P. Greenfield, M. Droettboom, E. Bray. ASDF: A new data format for astronomy, Astronomy and Computing, Available online 26 June 2015.
We present the case for developing a successor format for the immensely successful FITS format. We first review existing alternative formats and discuss why we do not believe they provide an adequate solution. The proposed format is called the Advanced Scientific Data Format (ASDF) and is based on an existing text format, YAML, that we believe removes most of the current problems with the FITS format. An overview of the capabilities of the new format is given along with specific examples. This format has the advantage that it doesn’t limit the size of attribute names (akin to FITS keyword names) nor place restrictions on the size or type of values attributes have. Hierarchical relationships are explicit in the syntax and require no special conventions. Finally, it is capable of storing binary data within the file in its binary form. At its basic level, the format proposed has much greater applicability than for just astronomical data.
Keywords: FITS; File formats; Standards; World coordinate system
Note that this article appears to be part of a larger data formats issue being put together by Astronomy & Computing. See also Thomas et al 2015, 'Learning from FITS: Limitations in use in modern astronomical research'
It's excellent that people are thinking about a new common file format for astronomy.

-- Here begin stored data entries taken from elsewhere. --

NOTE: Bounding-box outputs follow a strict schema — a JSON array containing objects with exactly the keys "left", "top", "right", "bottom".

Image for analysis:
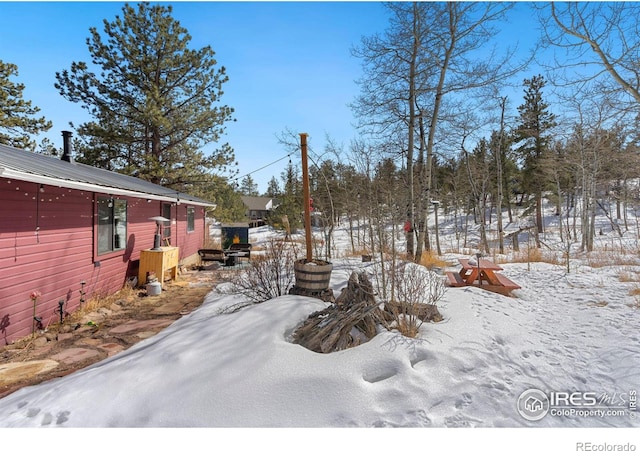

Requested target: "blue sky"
[
  {"left": 0, "top": 2, "right": 540, "bottom": 192},
  {"left": 0, "top": 1, "right": 391, "bottom": 191}
]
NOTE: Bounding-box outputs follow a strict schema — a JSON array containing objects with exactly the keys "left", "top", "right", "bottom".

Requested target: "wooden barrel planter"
[{"left": 294, "top": 259, "right": 333, "bottom": 292}]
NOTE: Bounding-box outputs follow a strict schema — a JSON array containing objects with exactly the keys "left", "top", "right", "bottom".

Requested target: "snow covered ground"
[{"left": 1, "top": 223, "right": 639, "bottom": 448}]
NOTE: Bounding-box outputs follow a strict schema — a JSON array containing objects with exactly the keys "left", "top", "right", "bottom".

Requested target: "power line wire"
[{"left": 230, "top": 151, "right": 297, "bottom": 183}]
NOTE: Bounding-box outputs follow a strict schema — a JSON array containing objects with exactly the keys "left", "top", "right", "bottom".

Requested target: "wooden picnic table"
[{"left": 446, "top": 258, "right": 520, "bottom": 297}]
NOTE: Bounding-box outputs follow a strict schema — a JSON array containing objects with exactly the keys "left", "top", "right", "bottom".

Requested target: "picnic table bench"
[
  {"left": 446, "top": 258, "right": 520, "bottom": 297},
  {"left": 198, "top": 244, "right": 252, "bottom": 267},
  {"left": 198, "top": 249, "right": 227, "bottom": 264}
]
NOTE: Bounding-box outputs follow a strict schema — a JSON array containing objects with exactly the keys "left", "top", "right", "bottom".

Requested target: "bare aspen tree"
[
  {"left": 462, "top": 138, "right": 493, "bottom": 254},
  {"left": 495, "top": 97, "right": 508, "bottom": 254},
  {"left": 540, "top": 3, "right": 640, "bottom": 108},
  {"left": 539, "top": 3, "right": 640, "bottom": 248},
  {"left": 352, "top": 2, "right": 524, "bottom": 262},
  {"left": 348, "top": 138, "right": 379, "bottom": 256}
]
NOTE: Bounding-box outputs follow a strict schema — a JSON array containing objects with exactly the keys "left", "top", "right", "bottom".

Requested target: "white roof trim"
[{"left": 0, "top": 167, "right": 215, "bottom": 208}]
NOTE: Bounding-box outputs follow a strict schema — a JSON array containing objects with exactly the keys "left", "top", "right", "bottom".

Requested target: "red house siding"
[{"left": 0, "top": 179, "right": 207, "bottom": 344}]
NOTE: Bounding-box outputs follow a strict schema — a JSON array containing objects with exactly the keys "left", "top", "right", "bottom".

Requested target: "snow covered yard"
[{"left": 0, "top": 225, "right": 638, "bottom": 448}]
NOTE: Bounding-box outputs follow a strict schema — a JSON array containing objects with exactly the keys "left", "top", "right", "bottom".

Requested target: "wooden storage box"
[{"left": 138, "top": 247, "right": 179, "bottom": 288}]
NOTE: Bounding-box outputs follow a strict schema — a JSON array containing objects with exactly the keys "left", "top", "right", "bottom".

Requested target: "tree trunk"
[
  {"left": 405, "top": 2, "right": 420, "bottom": 259},
  {"left": 496, "top": 97, "right": 506, "bottom": 254},
  {"left": 535, "top": 191, "right": 543, "bottom": 244},
  {"left": 433, "top": 202, "right": 442, "bottom": 255}
]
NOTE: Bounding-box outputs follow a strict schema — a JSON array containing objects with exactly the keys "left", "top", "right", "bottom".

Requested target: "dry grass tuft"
[
  {"left": 629, "top": 285, "right": 640, "bottom": 297},
  {"left": 341, "top": 247, "right": 371, "bottom": 258},
  {"left": 394, "top": 316, "right": 420, "bottom": 338},
  {"left": 618, "top": 268, "right": 640, "bottom": 283},
  {"left": 65, "top": 285, "right": 137, "bottom": 323},
  {"left": 586, "top": 251, "right": 639, "bottom": 268},
  {"left": 418, "top": 251, "right": 449, "bottom": 269},
  {"left": 496, "top": 248, "right": 561, "bottom": 265}
]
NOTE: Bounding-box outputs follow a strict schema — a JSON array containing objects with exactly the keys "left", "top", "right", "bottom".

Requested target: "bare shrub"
[
  {"left": 226, "top": 239, "right": 300, "bottom": 303},
  {"left": 394, "top": 261, "right": 446, "bottom": 306},
  {"left": 381, "top": 261, "right": 446, "bottom": 338}
]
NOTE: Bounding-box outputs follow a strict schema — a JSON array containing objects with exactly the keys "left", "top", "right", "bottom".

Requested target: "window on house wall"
[
  {"left": 162, "top": 203, "right": 172, "bottom": 245},
  {"left": 187, "top": 207, "right": 195, "bottom": 232},
  {"left": 97, "top": 197, "right": 127, "bottom": 254}
]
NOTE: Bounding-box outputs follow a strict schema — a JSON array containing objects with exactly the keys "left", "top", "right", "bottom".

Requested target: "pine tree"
[
  {"left": 239, "top": 175, "right": 259, "bottom": 196},
  {"left": 515, "top": 75, "right": 557, "bottom": 242},
  {"left": 209, "top": 178, "right": 246, "bottom": 224},
  {"left": 273, "top": 161, "right": 302, "bottom": 232},
  {"left": 55, "top": 2, "right": 235, "bottom": 191},
  {"left": 265, "top": 176, "right": 281, "bottom": 198},
  {"left": 0, "top": 60, "right": 52, "bottom": 150}
]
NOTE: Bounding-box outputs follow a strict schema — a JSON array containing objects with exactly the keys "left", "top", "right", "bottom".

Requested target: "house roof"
[
  {"left": 241, "top": 195, "right": 274, "bottom": 211},
  {"left": 0, "top": 144, "right": 216, "bottom": 207}
]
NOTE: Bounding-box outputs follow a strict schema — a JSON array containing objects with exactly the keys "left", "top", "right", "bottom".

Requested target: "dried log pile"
[
  {"left": 292, "top": 271, "right": 444, "bottom": 353},
  {"left": 292, "top": 272, "right": 385, "bottom": 353}
]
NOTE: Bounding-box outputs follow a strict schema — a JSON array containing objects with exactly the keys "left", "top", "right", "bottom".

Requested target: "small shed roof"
[{"left": 0, "top": 144, "right": 215, "bottom": 207}]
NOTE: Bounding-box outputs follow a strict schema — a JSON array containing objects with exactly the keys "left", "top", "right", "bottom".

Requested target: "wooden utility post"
[{"left": 300, "top": 133, "right": 313, "bottom": 262}]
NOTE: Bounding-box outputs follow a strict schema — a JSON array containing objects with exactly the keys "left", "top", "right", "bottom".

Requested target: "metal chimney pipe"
[{"left": 61, "top": 131, "right": 73, "bottom": 162}]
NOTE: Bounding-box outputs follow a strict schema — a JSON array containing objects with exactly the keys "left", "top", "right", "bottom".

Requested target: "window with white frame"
[
  {"left": 187, "top": 207, "right": 195, "bottom": 232},
  {"left": 97, "top": 197, "right": 127, "bottom": 254},
  {"left": 162, "top": 203, "right": 172, "bottom": 244}
]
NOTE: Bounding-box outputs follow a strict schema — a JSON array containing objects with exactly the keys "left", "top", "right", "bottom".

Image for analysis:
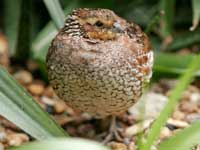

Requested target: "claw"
[{"left": 102, "top": 116, "right": 123, "bottom": 144}]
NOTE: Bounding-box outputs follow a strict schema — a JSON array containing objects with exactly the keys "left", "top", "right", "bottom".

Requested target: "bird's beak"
[{"left": 113, "top": 22, "right": 124, "bottom": 33}]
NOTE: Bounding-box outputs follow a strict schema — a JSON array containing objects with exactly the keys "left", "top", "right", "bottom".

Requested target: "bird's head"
[{"left": 64, "top": 8, "right": 129, "bottom": 41}]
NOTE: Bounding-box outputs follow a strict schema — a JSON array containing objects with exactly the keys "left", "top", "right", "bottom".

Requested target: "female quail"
[{"left": 46, "top": 8, "right": 153, "bottom": 142}]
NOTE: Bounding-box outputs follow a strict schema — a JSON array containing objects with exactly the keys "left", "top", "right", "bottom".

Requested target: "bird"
[{"left": 46, "top": 8, "right": 153, "bottom": 143}]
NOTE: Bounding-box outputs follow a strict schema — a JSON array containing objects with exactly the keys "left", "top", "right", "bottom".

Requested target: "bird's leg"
[{"left": 102, "top": 116, "right": 123, "bottom": 144}]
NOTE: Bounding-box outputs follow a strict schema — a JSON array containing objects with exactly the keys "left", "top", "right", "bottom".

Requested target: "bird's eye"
[{"left": 95, "top": 21, "right": 104, "bottom": 27}]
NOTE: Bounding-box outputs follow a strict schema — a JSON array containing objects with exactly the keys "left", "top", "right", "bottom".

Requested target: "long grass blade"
[
  {"left": 31, "top": 2, "right": 78, "bottom": 62},
  {"left": 3, "top": 0, "right": 22, "bottom": 56},
  {"left": 153, "top": 53, "right": 200, "bottom": 78},
  {"left": 0, "top": 66, "right": 67, "bottom": 140},
  {"left": 31, "top": 2, "right": 78, "bottom": 80},
  {"left": 160, "top": 0, "right": 175, "bottom": 37},
  {"left": 145, "top": 11, "right": 164, "bottom": 35},
  {"left": 15, "top": 0, "right": 31, "bottom": 61},
  {"left": 165, "top": 28, "right": 200, "bottom": 51},
  {"left": 4, "top": 0, "right": 32, "bottom": 60},
  {"left": 8, "top": 138, "right": 108, "bottom": 150},
  {"left": 139, "top": 53, "right": 200, "bottom": 150},
  {"left": 190, "top": 0, "right": 200, "bottom": 31},
  {"left": 158, "top": 121, "right": 200, "bottom": 150},
  {"left": 43, "top": 0, "right": 65, "bottom": 29}
]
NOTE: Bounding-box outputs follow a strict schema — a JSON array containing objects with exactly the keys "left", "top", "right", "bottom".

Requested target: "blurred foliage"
[
  {"left": 160, "top": 0, "right": 175, "bottom": 37},
  {"left": 3, "top": 0, "right": 21, "bottom": 56},
  {"left": 165, "top": 28, "right": 200, "bottom": 51},
  {"left": 0, "top": 0, "right": 200, "bottom": 150},
  {"left": 190, "top": 0, "right": 200, "bottom": 31},
  {"left": 8, "top": 138, "right": 108, "bottom": 150},
  {"left": 2, "top": 0, "right": 200, "bottom": 62},
  {"left": 43, "top": 0, "right": 65, "bottom": 29},
  {"left": 15, "top": 0, "right": 31, "bottom": 61}
]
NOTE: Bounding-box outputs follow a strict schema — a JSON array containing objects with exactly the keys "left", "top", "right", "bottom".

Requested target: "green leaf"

FITS is currently running up against multiple usability problems, particularly regarding the expression of metadata and world coordinate systems.
As someone who's interested, but hasn't actually worked in the data storage field, I've long thought that HDF5 would be an ideal off-the-shelf format for astronomy to adopt. The HDF5 group has put a lot of effort into making HDF5 performant, with chunking / distributed data and parallel I/O. These aren't in ASDF, but I think they could be valuable as cameras become larger. HDSv5 is an example of an astronomy data format implemented on top of HDF5.
However, Greenfield et al discourage the adoption of HDF5 for several reasons, of which I highlight a few:
- HDF5 is not formally an archival format. The HDF5 group's is the only software package that actually reads HDF5. Thus the format is essentially specified by the software. Now, the HDF5 library is essentially BSD licensed, so if you believe in the archivability of open source software, HDF5 isn't a terrible format.
- HDF5 doesn't have human readable text metadata, in the same sense than one can
less a FITS header.
- Apparently HDF5 is not flexible enough to support the metadata required for arbitrary WCS. Namely, HDF5 doesn't have arbitrary mapping types (like a dictionary you might find in Python).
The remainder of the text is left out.